Dump Data Collection

Overview

If the training network's accuracy does not meet your expectation, you can collect the compute result (dump data) of each operator and then compare it with that of the third-party operator (such as a TensorFlow equivalent) to facilitate location of operator accuracy issues. Currently, the following dump modes are supported:

input: dumps only operator inputs.
output: dumps only operator outputs.
all: dumps both operator inputs and outputs.

By default, the dump data of operators is not collected during the training process. If you need to collect and analyze the data, you can follow the method described in this section or refer to Network-wide Accuracy Comparison for a user-friendly one-click solution that simplifies the collection and analysis process, which is recommended to use.

Precautions

Currently, all iterations can be dumped. You can specify the iterations to be dumped. If the training dataset is large, the dump data volume of each iteration can reach about dozens of GB or even more. You are advised to control the number of iterations.
Data dump (enable_dump) is mutually exclusive with overflow/underflow detection (enable_dump_debug).
The dump data of the AI Core, AI CPU, and collective communication operators can be collected.
You are advised to retain only sess.run code of the computing process and delete unnecessary sess.run code, for example, sess.run(global_step). Otherwise, an exception may occur during data dump.

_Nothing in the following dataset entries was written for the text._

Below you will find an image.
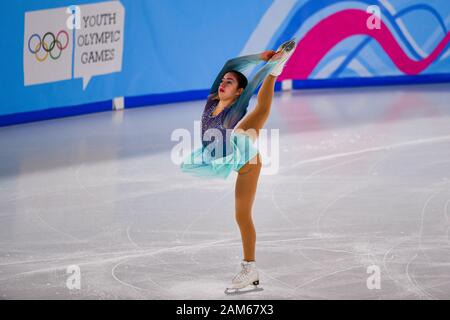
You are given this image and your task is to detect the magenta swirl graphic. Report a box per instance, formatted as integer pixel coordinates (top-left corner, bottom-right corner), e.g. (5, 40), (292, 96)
(279, 9), (450, 80)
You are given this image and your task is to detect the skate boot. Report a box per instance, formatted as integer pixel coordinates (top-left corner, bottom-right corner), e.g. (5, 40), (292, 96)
(270, 40), (297, 77)
(225, 261), (263, 294)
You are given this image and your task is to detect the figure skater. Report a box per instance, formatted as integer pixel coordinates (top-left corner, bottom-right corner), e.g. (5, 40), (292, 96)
(181, 40), (296, 293)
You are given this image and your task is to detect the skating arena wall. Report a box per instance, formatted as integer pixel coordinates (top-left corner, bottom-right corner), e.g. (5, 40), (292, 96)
(0, 0), (450, 126)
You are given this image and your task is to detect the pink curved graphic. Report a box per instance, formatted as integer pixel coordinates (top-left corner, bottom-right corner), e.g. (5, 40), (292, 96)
(278, 9), (450, 80)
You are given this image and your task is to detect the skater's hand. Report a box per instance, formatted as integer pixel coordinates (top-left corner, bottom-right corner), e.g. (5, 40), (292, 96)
(260, 50), (276, 61)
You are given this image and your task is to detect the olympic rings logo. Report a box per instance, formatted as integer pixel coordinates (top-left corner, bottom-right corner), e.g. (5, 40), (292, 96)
(28, 30), (69, 62)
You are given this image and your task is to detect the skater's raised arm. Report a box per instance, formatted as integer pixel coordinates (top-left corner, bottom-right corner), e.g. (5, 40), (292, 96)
(223, 55), (277, 128)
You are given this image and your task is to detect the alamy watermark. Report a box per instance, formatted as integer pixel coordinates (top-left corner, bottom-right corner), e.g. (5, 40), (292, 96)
(366, 5), (381, 30)
(66, 265), (81, 290)
(366, 265), (381, 290)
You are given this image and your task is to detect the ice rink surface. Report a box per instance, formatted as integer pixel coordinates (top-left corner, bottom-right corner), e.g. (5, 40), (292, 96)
(0, 84), (450, 299)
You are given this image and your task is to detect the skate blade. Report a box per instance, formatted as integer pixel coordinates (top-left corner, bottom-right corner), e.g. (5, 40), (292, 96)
(225, 286), (264, 296)
(277, 38), (295, 52)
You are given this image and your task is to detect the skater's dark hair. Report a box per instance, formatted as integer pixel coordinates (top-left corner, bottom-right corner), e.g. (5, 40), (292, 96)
(213, 70), (248, 100)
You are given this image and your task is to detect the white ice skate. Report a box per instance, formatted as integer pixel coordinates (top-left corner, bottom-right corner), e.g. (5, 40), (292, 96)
(270, 39), (297, 77)
(225, 261), (263, 294)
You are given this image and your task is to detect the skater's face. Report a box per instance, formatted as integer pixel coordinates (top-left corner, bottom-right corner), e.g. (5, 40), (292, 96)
(219, 72), (244, 101)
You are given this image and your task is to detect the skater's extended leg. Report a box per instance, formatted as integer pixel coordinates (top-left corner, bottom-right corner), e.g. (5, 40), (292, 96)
(235, 153), (262, 261)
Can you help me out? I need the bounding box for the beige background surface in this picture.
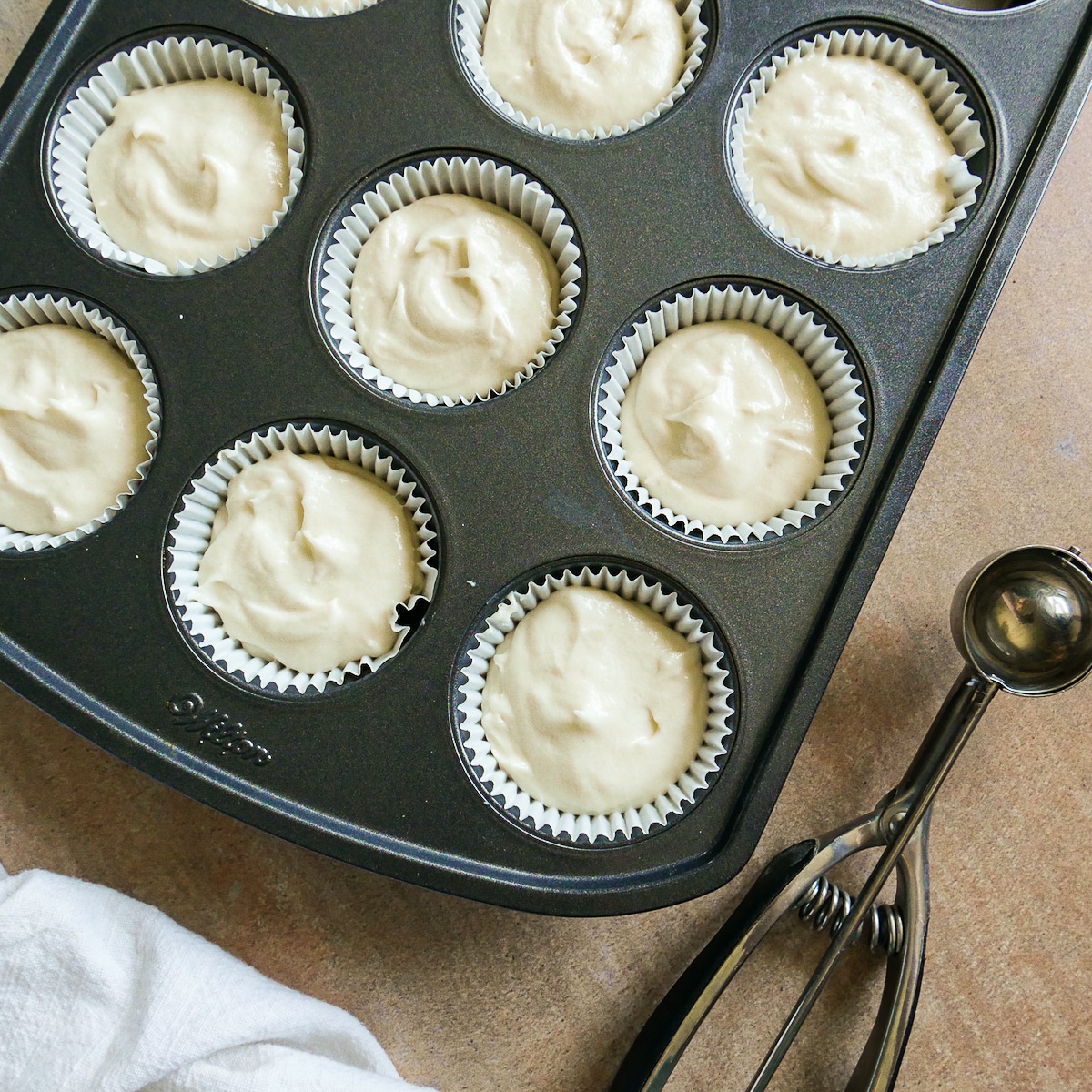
[0,0,1092,1092]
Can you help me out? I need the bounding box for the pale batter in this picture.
[743,53,956,260]
[0,326,151,535]
[481,588,709,814]
[481,0,686,133]
[619,321,831,528]
[87,80,288,271]
[351,193,558,398]
[195,451,420,673]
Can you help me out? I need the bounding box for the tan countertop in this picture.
[0,0,1092,1092]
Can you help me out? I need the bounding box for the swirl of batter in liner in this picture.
[481,0,686,133]
[195,450,421,673]
[618,320,832,528]
[481,586,709,814]
[743,53,956,260]
[351,193,559,398]
[87,78,288,269]
[0,326,149,535]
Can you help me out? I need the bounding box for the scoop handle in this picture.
[611,839,819,1092]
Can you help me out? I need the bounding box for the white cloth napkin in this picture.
[0,867,434,1092]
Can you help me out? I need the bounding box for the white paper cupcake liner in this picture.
[250,0,379,18]
[167,425,437,694]
[320,157,582,406]
[596,285,866,545]
[728,29,986,268]
[455,566,735,844]
[0,294,163,553]
[455,0,709,140]
[49,38,304,277]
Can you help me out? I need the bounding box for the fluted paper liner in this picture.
[167,425,437,694]
[728,29,986,268]
[49,38,304,277]
[455,0,709,141]
[455,566,733,845]
[250,0,379,18]
[320,157,581,406]
[0,294,163,553]
[596,285,866,545]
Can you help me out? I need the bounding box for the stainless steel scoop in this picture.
[612,546,1092,1092]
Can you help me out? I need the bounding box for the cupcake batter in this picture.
[351,193,558,398]
[481,586,708,814]
[87,80,288,271]
[743,53,956,261]
[195,451,420,673]
[619,321,831,528]
[481,0,686,133]
[0,326,151,535]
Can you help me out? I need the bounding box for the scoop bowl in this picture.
[951,546,1092,697]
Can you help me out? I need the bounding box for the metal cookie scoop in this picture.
[612,546,1092,1092]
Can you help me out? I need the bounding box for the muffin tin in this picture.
[0,0,1092,914]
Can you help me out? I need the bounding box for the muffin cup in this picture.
[0,294,163,553]
[728,29,986,268]
[320,155,582,406]
[596,285,866,545]
[250,0,379,18]
[49,38,304,277]
[167,425,437,694]
[455,566,733,845]
[455,0,709,140]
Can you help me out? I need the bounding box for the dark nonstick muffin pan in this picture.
[0,0,1092,915]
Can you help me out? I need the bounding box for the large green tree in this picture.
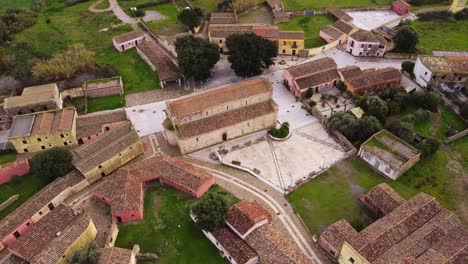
[192,193,228,231]
[226,33,278,77]
[175,36,219,81]
[177,8,203,32]
[29,147,73,183]
[394,26,419,52]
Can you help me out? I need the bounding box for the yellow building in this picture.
[8,206,97,264]
[73,121,144,183]
[278,31,305,55]
[9,108,77,153]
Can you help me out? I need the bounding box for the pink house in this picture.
[94,155,214,223]
[0,159,29,185]
[283,57,340,96]
[392,0,411,16]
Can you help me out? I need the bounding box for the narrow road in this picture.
[190,164,323,264]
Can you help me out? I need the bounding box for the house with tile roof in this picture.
[3,83,63,117]
[163,77,278,154]
[344,67,403,94]
[319,184,468,264]
[76,109,128,144]
[8,205,97,264]
[358,129,421,180]
[112,30,146,52]
[190,201,313,264]
[73,121,144,183]
[283,57,340,96]
[8,108,78,153]
[0,171,87,251]
[93,155,214,223]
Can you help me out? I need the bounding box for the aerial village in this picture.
[0,0,468,264]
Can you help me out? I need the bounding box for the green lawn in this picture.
[278,15,335,48]
[116,186,237,264]
[0,175,45,219]
[412,20,468,54]
[283,0,392,10]
[0,151,16,164]
[0,0,33,14]
[287,139,468,233]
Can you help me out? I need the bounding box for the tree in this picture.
[177,8,202,33]
[226,33,278,77]
[367,96,388,122]
[29,147,74,183]
[394,26,419,52]
[71,241,99,264]
[175,36,219,81]
[192,193,228,231]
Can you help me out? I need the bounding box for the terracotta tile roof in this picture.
[348,67,402,90]
[211,226,257,264]
[210,12,237,24]
[295,68,340,90]
[0,171,84,238]
[94,155,213,213]
[137,41,182,81]
[74,122,140,174]
[112,30,145,44]
[31,108,76,135]
[177,100,277,138]
[97,247,133,264]
[279,30,304,40]
[333,20,355,34]
[76,109,127,138]
[327,7,353,22]
[350,193,442,263]
[8,206,91,264]
[166,77,271,118]
[245,225,312,264]
[364,183,406,215]
[320,219,358,252]
[320,25,345,40]
[3,83,59,109]
[226,201,271,235]
[286,57,337,79]
[338,65,362,80]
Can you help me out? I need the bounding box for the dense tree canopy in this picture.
[192,193,228,231]
[226,33,278,77]
[29,148,73,183]
[175,36,219,81]
[394,26,419,52]
[177,8,203,32]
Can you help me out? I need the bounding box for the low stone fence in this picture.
[444,129,468,144]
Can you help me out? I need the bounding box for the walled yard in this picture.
[116,186,237,264]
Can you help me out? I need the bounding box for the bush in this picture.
[29,147,74,183]
[268,122,289,138]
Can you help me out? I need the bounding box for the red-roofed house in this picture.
[94,155,214,223]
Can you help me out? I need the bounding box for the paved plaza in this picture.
[346,9,400,30]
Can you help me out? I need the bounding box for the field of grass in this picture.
[287,139,468,233]
[0,0,33,14]
[0,175,45,220]
[283,0,392,10]
[0,151,16,164]
[116,186,236,264]
[412,20,468,54]
[278,15,335,48]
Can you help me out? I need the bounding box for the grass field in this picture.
[283,0,392,10]
[0,175,45,220]
[287,139,468,233]
[412,20,468,54]
[278,15,335,48]
[116,186,236,264]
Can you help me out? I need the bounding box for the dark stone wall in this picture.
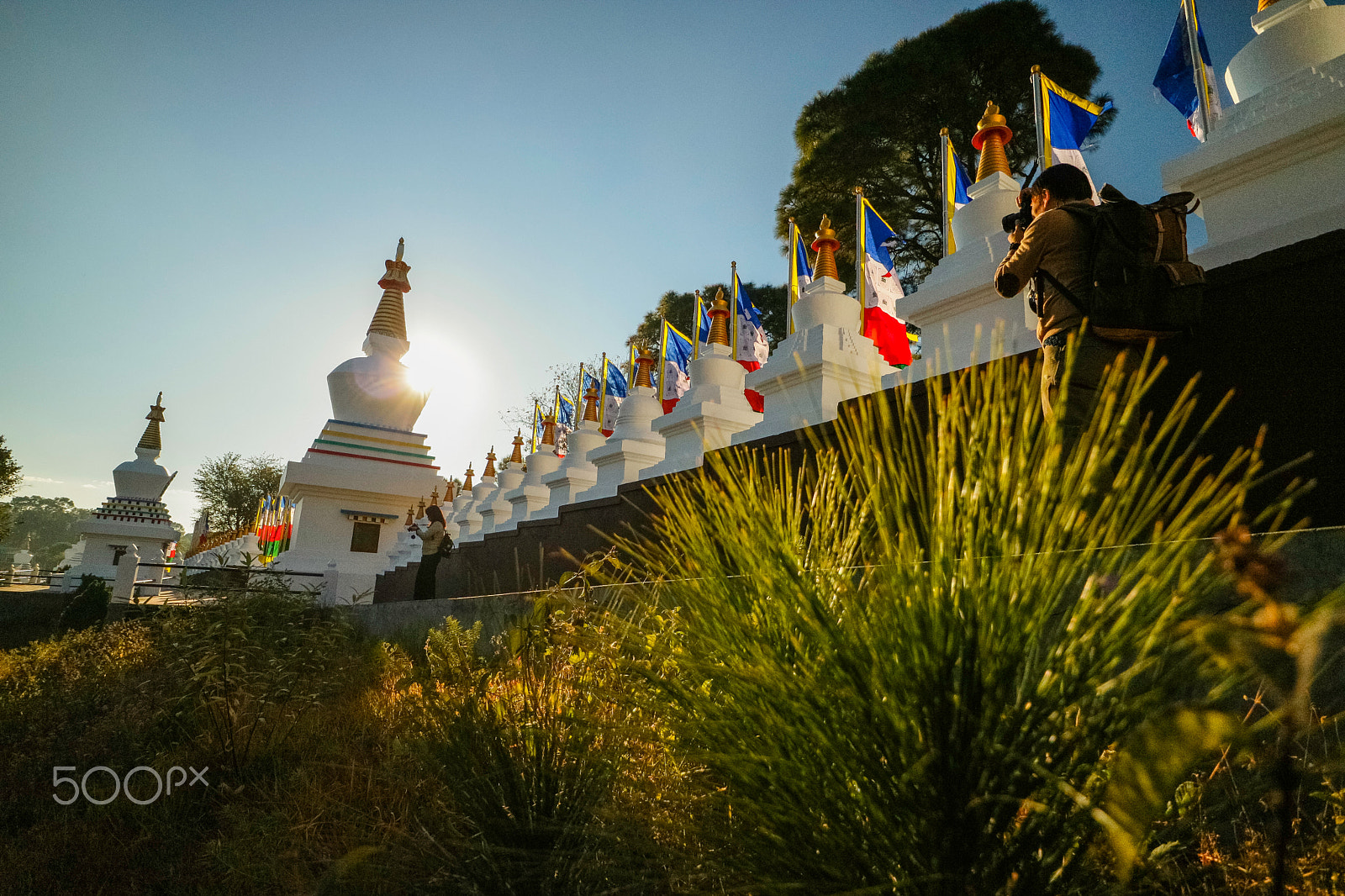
[374,230,1345,603]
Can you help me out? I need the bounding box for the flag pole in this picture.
[939,128,952,258]
[729,261,738,361]
[694,289,701,361]
[784,218,799,336]
[1031,66,1051,171]
[854,187,869,334]
[1181,0,1210,143]
[597,351,607,430]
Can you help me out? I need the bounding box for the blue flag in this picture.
[597,356,630,436]
[659,320,691,413]
[1154,0,1220,143]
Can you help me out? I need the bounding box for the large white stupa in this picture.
[63,392,177,589]
[272,241,439,603]
[1163,0,1345,269]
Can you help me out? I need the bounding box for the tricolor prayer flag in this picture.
[1154,0,1222,143]
[597,356,630,436]
[1031,66,1111,202]
[733,264,771,413]
[856,192,910,367]
[939,128,971,256]
[659,320,691,413]
[785,218,812,335]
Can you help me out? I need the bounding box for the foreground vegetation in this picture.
[0,346,1345,894]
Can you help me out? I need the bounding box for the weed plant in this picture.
[621,339,1307,894]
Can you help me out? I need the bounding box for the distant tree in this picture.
[625,282,789,351]
[776,0,1116,285]
[0,495,92,569]
[500,350,605,435]
[191,452,285,531]
[0,436,23,540]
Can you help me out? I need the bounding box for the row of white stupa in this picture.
[66,0,1345,603]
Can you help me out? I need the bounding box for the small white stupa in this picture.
[736,217,892,444]
[1162,0,1345,269]
[580,349,667,500]
[641,289,762,479]
[505,414,561,531]
[272,241,439,603]
[530,387,607,519]
[63,392,177,591]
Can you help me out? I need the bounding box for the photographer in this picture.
[995,164,1126,446]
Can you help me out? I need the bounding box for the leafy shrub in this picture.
[163,592,350,772]
[623,344,1296,893]
[56,576,112,631]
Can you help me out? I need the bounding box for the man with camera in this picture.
[995,164,1126,446]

Collection in Estimator Mode

Automated porting

Check whether init_resource exists in the ported script.

If it exists, refer to the following example to pass the config configuration to the init_resource function.

            
                 if __name__ == '__main__':

  session_config = tf.ConfigProto(allow_soft_placement=True)
  custom_op = session_config.graph_options.rewrite_options.custom_optimizers.add()
  custom_op.name = "NpuOptimizer"
  # enable_dump: dump enable
  custom_op.parameter_map["enable_dump"].b = True
  # dump_path: dump path. Create the specified path in advance in the training environment (either in a container or on the host). The running user configured during installation must have the read and write permissions on this path.
  custom_op.parameter_map["dump_path"].s = tf.compat.as_bytes("/home/HwHiAiUser/output") 
  # dump_step: steps to dump
  custom_op.parameter_map["dump_step"].s = tf.compat.as_bytes("0|5|10")
  # dump_mode: dump mode, selected from input, output, and all
  custom_op.parameter_map["dump_mode"].s = tf.compat.as_bytes("all")
  # dump_layer: operator to be dumped. The value is the operator name. Separate multiple operator names using spaces. If this parameter is not set, all operators are dumped by default.
  custom_op.parameter_map["dump_layer"].s = tf.compat.as_bytes("nodename1 nodename2 nodename3") 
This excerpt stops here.